When he finally spoke, it was with gentleness.
“If you’re worried, we can go to urgent care, or the drugstore, get a real test. We can make an appointment. We can wait and see. Whatever you need.”
She swallowed. “What if I’m too old?”
Daniel looked at her, and his mouth worked like he was chewing on his next words. “You’re not too old,” he said. “You’re… advanced maternal age, maybe.” The joke landed, and the tension splintered a little.
Emily managed a breathy laugh. “That’s what the OB called me last time. Like a yellowed library book.”
He grinned. “I’d check you out.”
She rolled her eyes, but the tightness in her chest faded a notch.
He sobered, thumb tracing the inside of her wrist. “It’s a shock, but it’s not a bad thing. We know the drill. We’ve done this before.”
Emily bristled, then softened. “We barely survived last time.”
“But we did,” he countered. “And we’re better now. The girls are older. The inn runs itself most days.” He squeezed her hand.
She stared at the floor, the swirl of the rug’s pattern suddenly dizzying. “It’s not just me. There’s Roy, and the lighthouse, recovering from the hurricane, and all the other crap we just barely got under control. We have to go tomorrow to see the lighthouse!”
Daniel turned and opened the door, leading her to the couch. He pulled her into his lap, his hands warm on her back. “That’s the thing about you,” he said. “You always have room. Even when you’re sure you don’t.”
Emily let herself lean into him, this man who made everything seem possible even when it was transparently, laughably impossible. For a long time, she just breathed.
Then, she stood, wiped her face with the back of her hand. “I need to call my dad and check on the girls.”
Daniel nodded, let her go.
Emily eased out of the family suite and into the hall, her phone in her hand.

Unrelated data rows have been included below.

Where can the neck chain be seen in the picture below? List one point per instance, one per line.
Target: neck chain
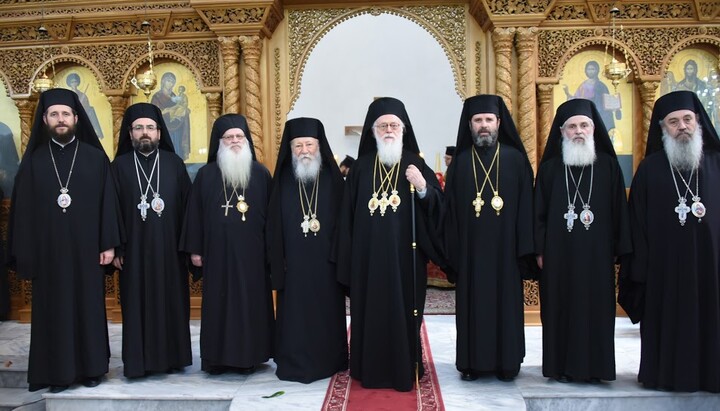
(157, 203)
(697, 208)
(586, 215)
(496, 202)
(386, 183)
(64, 198)
(241, 205)
(310, 221)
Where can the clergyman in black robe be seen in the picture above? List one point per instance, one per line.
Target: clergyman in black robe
(153, 185)
(489, 238)
(64, 225)
(670, 283)
(375, 248)
(224, 231)
(311, 331)
(581, 227)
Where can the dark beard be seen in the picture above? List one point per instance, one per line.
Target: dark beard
(63, 138)
(145, 146)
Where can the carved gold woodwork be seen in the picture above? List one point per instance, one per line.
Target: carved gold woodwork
(503, 43)
(527, 119)
(251, 47)
(447, 24)
(230, 50)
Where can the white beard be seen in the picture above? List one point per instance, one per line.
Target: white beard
(389, 153)
(684, 155)
(306, 172)
(235, 166)
(579, 154)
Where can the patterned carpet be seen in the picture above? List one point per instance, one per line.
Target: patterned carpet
(438, 301)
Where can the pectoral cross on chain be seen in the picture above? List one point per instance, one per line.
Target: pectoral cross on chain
(570, 216)
(227, 206)
(143, 206)
(682, 209)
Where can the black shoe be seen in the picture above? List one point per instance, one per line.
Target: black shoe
(468, 376)
(216, 370)
(563, 379)
(57, 388)
(505, 376)
(246, 371)
(91, 382)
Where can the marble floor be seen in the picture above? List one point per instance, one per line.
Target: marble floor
(529, 391)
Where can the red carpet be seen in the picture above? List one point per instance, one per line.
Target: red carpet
(346, 394)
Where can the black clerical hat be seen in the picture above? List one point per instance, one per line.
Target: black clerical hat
(143, 110)
(381, 107)
(577, 107)
(223, 124)
(304, 127)
(487, 103)
(84, 130)
(679, 100)
(347, 161)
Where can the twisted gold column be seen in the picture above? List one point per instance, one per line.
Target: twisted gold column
(526, 45)
(647, 96)
(503, 43)
(251, 50)
(231, 73)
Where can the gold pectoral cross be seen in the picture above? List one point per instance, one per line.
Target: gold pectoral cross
(478, 202)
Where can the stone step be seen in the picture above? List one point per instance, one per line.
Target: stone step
(13, 371)
(20, 399)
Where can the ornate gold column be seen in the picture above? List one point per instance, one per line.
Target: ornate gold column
(231, 70)
(647, 97)
(118, 104)
(26, 109)
(251, 50)
(545, 116)
(214, 105)
(502, 43)
(526, 44)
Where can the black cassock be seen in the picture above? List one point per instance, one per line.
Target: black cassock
(671, 283)
(60, 253)
(486, 251)
(376, 262)
(154, 291)
(311, 327)
(577, 283)
(237, 311)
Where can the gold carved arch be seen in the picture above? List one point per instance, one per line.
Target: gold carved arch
(688, 42)
(619, 48)
(158, 56)
(446, 24)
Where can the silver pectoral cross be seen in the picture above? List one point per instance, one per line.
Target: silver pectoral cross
(305, 225)
(682, 209)
(570, 217)
(143, 206)
(227, 206)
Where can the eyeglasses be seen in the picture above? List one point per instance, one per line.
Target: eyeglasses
(231, 137)
(140, 127)
(385, 126)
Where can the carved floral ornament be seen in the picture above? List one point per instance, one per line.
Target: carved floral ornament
(306, 27)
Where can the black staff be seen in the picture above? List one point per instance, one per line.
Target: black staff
(415, 310)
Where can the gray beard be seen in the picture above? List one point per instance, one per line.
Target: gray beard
(145, 146)
(235, 167)
(684, 155)
(307, 172)
(389, 154)
(579, 154)
(481, 141)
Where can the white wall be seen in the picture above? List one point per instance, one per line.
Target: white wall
(377, 56)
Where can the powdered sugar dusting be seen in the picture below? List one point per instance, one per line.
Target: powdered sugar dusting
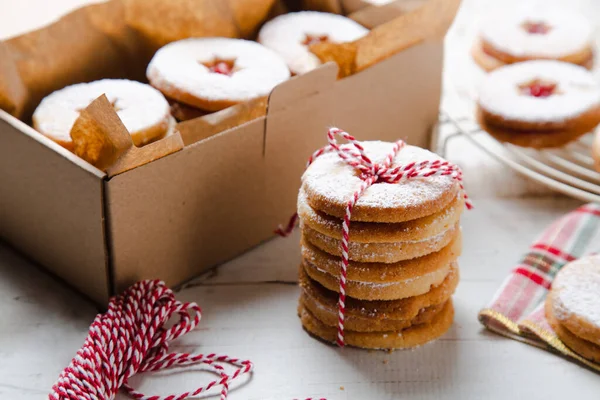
(139, 106)
(330, 177)
(178, 66)
(576, 92)
(286, 33)
(577, 287)
(568, 32)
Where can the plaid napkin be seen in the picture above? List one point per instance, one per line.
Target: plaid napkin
(517, 309)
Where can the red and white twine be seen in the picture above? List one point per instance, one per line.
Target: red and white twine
(370, 173)
(130, 338)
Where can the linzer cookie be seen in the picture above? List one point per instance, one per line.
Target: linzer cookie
(291, 35)
(412, 336)
(215, 73)
(381, 281)
(380, 242)
(377, 316)
(143, 110)
(573, 306)
(539, 103)
(533, 34)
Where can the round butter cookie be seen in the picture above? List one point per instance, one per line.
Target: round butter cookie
(575, 298)
(329, 182)
(381, 252)
(215, 73)
(533, 34)
(378, 281)
(290, 36)
(584, 348)
(374, 316)
(143, 110)
(539, 103)
(366, 232)
(406, 338)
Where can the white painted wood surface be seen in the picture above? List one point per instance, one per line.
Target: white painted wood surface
(250, 304)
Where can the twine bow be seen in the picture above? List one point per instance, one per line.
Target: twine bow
(370, 173)
(130, 338)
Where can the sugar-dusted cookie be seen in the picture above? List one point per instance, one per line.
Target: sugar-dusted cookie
(401, 339)
(329, 183)
(143, 110)
(290, 35)
(584, 348)
(215, 73)
(539, 103)
(575, 298)
(540, 33)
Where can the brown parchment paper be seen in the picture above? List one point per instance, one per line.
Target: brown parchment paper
(392, 31)
(115, 39)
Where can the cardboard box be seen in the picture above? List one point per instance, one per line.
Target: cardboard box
(220, 194)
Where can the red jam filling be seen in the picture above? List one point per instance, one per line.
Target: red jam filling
(223, 67)
(538, 88)
(536, 28)
(312, 39)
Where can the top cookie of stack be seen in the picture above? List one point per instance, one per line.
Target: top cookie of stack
(404, 243)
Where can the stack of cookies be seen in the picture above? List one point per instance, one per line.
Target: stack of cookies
(404, 243)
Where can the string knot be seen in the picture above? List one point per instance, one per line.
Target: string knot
(370, 173)
(133, 337)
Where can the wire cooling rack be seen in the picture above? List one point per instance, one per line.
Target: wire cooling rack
(569, 170)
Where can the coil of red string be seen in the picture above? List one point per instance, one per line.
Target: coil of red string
(131, 338)
(355, 156)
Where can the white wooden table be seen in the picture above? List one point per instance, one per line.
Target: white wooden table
(250, 306)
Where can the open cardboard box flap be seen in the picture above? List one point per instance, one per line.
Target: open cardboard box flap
(233, 177)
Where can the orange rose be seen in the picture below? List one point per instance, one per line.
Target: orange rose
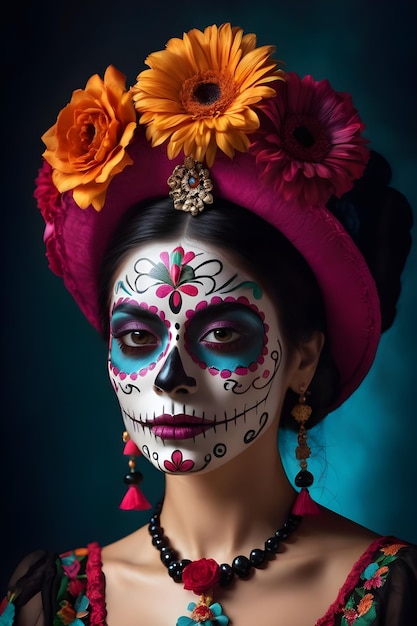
(87, 145)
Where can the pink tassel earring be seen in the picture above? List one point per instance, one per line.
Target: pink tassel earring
(134, 500)
(304, 504)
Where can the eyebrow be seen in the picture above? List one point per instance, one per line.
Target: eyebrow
(134, 310)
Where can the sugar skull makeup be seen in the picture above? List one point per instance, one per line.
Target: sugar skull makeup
(196, 356)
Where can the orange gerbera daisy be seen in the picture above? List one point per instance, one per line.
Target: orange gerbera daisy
(200, 91)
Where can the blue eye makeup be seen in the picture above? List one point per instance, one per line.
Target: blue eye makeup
(139, 338)
(227, 336)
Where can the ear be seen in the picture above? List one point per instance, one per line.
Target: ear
(307, 356)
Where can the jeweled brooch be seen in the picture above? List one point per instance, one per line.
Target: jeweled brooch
(190, 186)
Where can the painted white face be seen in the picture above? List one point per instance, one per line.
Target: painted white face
(196, 356)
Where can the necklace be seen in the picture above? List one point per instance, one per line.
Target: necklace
(203, 575)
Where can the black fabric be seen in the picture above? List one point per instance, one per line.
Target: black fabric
(35, 583)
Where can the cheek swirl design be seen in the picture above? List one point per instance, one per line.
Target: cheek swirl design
(257, 383)
(252, 434)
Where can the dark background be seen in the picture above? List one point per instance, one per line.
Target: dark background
(61, 451)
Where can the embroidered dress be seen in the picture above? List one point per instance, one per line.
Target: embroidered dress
(69, 589)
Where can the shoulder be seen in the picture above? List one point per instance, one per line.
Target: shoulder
(46, 584)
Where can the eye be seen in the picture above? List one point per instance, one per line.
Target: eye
(137, 340)
(221, 335)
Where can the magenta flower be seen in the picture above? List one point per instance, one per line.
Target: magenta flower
(176, 275)
(311, 146)
(177, 464)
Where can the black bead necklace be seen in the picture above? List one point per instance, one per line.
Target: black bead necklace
(241, 565)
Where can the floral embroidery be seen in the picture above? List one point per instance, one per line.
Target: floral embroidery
(72, 600)
(361, 606)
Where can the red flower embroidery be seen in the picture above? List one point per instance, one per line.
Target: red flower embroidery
(200, 576)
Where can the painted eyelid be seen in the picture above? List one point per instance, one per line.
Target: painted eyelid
(131, 326)
(227, 324)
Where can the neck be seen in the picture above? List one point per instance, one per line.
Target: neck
(227, 511)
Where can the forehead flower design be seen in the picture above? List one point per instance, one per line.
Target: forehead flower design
(87, 146)
(199, 93)
(311, 145)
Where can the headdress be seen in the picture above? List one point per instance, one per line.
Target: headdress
(214, 116)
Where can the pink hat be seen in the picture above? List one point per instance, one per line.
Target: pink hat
(215, 108)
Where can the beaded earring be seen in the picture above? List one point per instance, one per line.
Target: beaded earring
(304, 504)
(134, 500)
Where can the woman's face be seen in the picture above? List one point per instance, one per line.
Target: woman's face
(196, 358)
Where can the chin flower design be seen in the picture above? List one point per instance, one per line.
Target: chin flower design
(87, 146)
(200, 91)
(310, 146)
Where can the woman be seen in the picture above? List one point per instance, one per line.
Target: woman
(248, 308)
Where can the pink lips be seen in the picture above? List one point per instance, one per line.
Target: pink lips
(178, 426)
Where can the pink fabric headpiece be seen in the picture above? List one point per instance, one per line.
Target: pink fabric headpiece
(215, 107)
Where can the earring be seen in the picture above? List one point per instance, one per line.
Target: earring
(304, 504)
(134, 500)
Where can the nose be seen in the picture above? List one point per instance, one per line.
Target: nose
(172, 377)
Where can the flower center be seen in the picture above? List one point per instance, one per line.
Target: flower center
(207, 93)
(202, 613)
(305, 138)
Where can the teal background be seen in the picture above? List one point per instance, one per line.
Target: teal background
(61, 450)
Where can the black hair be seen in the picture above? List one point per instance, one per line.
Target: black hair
(377, 217)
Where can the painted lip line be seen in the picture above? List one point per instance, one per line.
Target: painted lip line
(179, 427)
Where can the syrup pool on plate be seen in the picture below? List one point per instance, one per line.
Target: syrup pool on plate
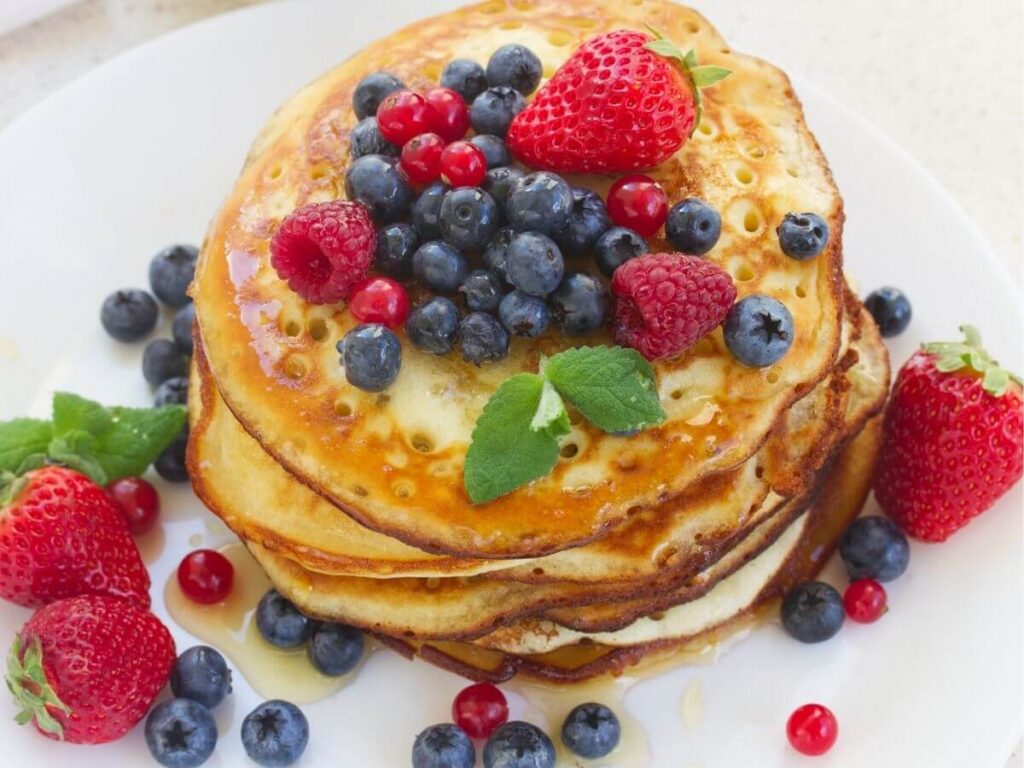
(230, 627)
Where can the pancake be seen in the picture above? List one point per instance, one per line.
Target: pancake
(393, 461)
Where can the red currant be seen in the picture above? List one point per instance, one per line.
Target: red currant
(479, 709)
(865, 600)
(403, 115)
(452, 117)
(421, 158)
(137, 501)
(379, 300)
(638, 203)
(463, 164)
(206, 576)
(812, 729)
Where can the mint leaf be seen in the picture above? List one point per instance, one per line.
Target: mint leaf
(20, 438)
(506, 452)
(613, 387)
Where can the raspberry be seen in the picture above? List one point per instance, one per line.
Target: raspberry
(666, 302)
(324, 249)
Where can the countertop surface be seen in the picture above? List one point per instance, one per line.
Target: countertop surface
(940, 78)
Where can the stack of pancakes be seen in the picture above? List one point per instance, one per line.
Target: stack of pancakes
(353, 502)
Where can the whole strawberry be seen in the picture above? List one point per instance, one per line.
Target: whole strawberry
(624, 101)
(87, 670)
(953, 438)
(61, 536)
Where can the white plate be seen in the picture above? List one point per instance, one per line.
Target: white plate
(140, 153)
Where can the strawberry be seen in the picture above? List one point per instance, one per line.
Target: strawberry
(86, 670)
(623, 101)
(952, 440)
(61, 536)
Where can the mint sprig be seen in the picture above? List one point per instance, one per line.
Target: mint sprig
(104, 443)
(516, 437)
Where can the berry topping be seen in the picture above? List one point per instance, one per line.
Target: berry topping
(324, 249)
(138, 503)
(864, 600)
(591, 730)
(479, 709)
(206, 577)
(421, 158)
(891, 310)
(403, 115)
(952, 438)
(372, 90)
(692, 226)
(379, 300)
(759, 331)
(275, 734)
(451, 114)
(666, 302)
(803, 236)
(812, 729)
(129, 314)
(812, 611)
(873, 547)
(615, 247)
(371, 355)
(463, 164)
(638, 203)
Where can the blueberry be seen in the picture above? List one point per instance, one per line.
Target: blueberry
(518, 744)
(129, 314)
(275, 733)
(468, 218)
(395, 246)
(180, 733)
(891, 310)
(580, 304)
(202, 674)
(482, 290)
(523, 314)
(812, 611)
(494, 150)
(535, 263)
(541, 202)
(366, 138)
(692, 226)
(803, 236)
(335, 648)
(372, 90)
(427, 211)
(499, 184)
(615, 247)
(433, 326)
(181, 328)
(281, 623)
(171, 463)
(758, 331)
(516, 67)
(443, 745)
(591, 730)
(875, 547)
(172, 392)
(493, 111)
(375, 181)
(465, 77)
(163, 360)
(171, 271)
(482, 338)
(588, 221)
(439, 266)
(372, 356)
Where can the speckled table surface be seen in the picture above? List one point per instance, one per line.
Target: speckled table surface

She pressed her other hand to her stomach, in awe.
She wondered what it would be like to start over, to be the mother of someone new when she’d only just learned how to mother the ones she already had.
And who knew if she was doing that right?
Emily closed her eyes and waited for the fear to pass.
It didn’t.
But hope did edge in, as bright and thin as a harbor sunrise through a bedroom curtain. They had so much room for more, love for more—Emily just had to stop letting her fear tell her otherwise.